Первого декабря на наб. Макарова, 10 прошло очередное заседание клуба «Кафедра», которым руководит поэт Михаил Балашов.
Нередко предметом обсуждения клуба является литературная жизнь Санкт-Петербурга, и не только нынешнего, но и 20 века, который выдвинул на поэтическую арену 60-70 х годов имена Глеба Горбовского, Николая Рубцова, Александра Кушнера, Иосифа Бродского, Виктора Сосноры и многих других. Среди них был поэт, имя которого постоянно вызывает огромный интерес к его личности – это Александр Морев. Он был ещё и талантливым художником. Глеб Горбовский в своих воспоминаниях о нём, отмечал: «Писал стихи, которые не печатали, но которые с удовольствием слушали. Был он и прозаиком, и проповедником, и странником. Он мог читать свою знаменитую «Мессу» на турнире поэтов, иметь шквальный, стихийный успех – и какое-то время затем ничего не делать, сибаритствовать на диване в своей девятиметровой комнатушке, в которой пережил все до единого апокалиптически судные дни ленинградской блокады, и где ещё долго после войны сушил и держал хлебные сухари – про запас».
20 ноября в библиотеке № 5 имени Николая Рубцова на базе литературного музея прошла межрегиональная научно-практическая конференция «Рубцов в Ленинграде», там я выступила с докладом «Поэтическое окружение Николая Рубцова в Ленинграде», уделив внимание судьбам многих друзей Рубцова по ЛИТО «Нарвская застава». Оно собиралось в ДК им. Горького, где проходили часто и турниры поэтов. После конференции мне предложили выступить на заседании литературного клуба «Кафедра», который я посещаю уже много лет, и рассказать о поэтической судьбе Александра Морева (это его литературный псевдоним, а настоящая фамилия – Пономарёв). В судьбах Николая Рубцова и Александра Морева – немало общего: они прошли нелёгкие жизненные испытания в связи с войной, сиротством, борьбой за выживание. У обоих поэтов жизнь оборвалась трагически. Оба поэта написали стихи, предсказывающие свою гибель. Вот строки Николая Рубцова: «Я умру в крещенские морозы. Я умру, когда трещат берёзы», а у Саши Морева: «Это слава, в шторме погибшая – я! Это слово, в штольне затихшее – я!» Действительно, Саша Морев погиб в июле 1979 года в возрасте 45 лет, находясь в состоянии депрессии после увольнения из журнала «Нева», где он работал художником. Его нашли на дне вентиляционной шахты строившейся станции метро. Но свидетелей этой трагедии не было. Чтобы глубже осмыслить эти события, опять обратимся к его другу Глебу Горбовскому. В третьем томе полного собрания его сочинений есть статья «Об Александре Мореве».
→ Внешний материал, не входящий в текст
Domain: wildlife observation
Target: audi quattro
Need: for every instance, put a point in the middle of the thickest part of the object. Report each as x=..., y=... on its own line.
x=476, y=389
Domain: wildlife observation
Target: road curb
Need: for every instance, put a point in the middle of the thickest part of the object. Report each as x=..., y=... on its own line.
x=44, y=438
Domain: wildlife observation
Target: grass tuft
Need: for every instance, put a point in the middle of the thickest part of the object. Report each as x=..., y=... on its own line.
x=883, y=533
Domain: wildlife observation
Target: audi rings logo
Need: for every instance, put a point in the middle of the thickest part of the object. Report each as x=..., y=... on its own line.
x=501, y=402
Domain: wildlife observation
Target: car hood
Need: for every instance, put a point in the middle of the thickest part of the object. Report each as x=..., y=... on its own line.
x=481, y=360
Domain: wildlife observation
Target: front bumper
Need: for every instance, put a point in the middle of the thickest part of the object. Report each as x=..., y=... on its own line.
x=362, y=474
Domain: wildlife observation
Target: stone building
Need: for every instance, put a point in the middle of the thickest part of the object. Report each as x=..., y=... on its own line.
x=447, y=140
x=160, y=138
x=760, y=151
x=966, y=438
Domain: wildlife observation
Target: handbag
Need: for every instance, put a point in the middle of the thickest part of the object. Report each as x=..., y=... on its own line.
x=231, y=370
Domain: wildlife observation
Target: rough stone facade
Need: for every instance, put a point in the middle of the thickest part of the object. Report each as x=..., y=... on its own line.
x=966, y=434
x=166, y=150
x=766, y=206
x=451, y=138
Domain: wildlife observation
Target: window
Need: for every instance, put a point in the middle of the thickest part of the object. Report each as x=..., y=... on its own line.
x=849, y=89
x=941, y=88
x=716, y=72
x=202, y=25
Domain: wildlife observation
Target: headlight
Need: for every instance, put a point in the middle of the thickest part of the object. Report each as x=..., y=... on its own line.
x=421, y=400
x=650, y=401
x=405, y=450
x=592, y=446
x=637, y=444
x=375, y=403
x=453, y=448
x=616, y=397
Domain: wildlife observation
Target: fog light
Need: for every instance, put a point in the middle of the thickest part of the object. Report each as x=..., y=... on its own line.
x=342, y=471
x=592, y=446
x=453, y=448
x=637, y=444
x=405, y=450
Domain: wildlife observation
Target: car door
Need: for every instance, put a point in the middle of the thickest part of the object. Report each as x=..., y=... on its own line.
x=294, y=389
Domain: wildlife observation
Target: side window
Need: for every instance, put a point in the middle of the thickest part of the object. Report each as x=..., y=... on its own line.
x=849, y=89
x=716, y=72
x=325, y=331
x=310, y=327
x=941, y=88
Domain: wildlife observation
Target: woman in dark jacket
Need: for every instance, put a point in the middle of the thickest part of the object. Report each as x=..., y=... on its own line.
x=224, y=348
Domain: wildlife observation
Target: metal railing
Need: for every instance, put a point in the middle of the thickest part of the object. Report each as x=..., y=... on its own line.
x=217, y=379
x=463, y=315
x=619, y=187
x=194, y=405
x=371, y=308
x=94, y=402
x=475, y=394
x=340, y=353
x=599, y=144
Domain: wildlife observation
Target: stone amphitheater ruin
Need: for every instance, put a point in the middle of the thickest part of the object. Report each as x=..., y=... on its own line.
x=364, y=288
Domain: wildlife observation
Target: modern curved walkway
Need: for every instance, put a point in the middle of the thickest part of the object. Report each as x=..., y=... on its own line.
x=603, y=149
Рубцов и Морев умерли молодыми, не успев довести до конца многие творческие замыслы. Рубцов подошёл вплотную к историческому осмыслению прошлого Руси, которое открывалось ему при погружении в глубины народной жизни (например, в «Разбойнике Ляля»). Морев целенаправленно поднимал в своём творчестве военную тему в прозе, и она обещала быть глубокой, неповторимой. Жизнь каждого из этих поэтов напоминает мне мощный взлет и внезапное падение подстреленной птицы, поэтому осознание их трагической судьбы вызывает постоянно в моей душе огромную боль.
О жизни Саши Морева я рассказывала, опираясь на воспоминания Глеба Горбовского, Анатолия Домашёва, Ирэны Сергеевой, Эдуарда Шнейдермана, Бориса Тайгина, Геннадия Морозова и других его современников и собратьев по перу, которые знали его лично и, судя по воспоминаниям, любили этого поэта. Он всего на 2 года был старше Рубцова, но выглядел намного солиднее оттого, что «один на всю «Нарвскую заставу» носил скандинавскую бороду». Саша умел, по воспоминаниям Ирэны Сергеевой, «украсить себя старой живописной жилеткой, блеснуть фразой, поиграть голосом». Он прекрасно рисовал, талантливо читал свои стихи и был точкой притяжения для всех поэтов» Нарвской заставы». Глеб Горбовский пишет: «В стихах Морева есть живой нерв, трепещущее чувство и – обожаемый поэтом – жест. В каждом стихотворении торчала занозой какая-то вздорная строка или словосочетание, ударяющие в нос блюстителям поэтического порядка и вкуса в ленинградских издательствах и редакциях той поры. Печатать не хотели… Чтобы выжить, Саша устраивался на завод «художником» и рисовал афиши для заводского клуба. Зарабатывать деньги своими «прозрениями и откровениями» – не мыслил, ни на какие компромиссы не шёл».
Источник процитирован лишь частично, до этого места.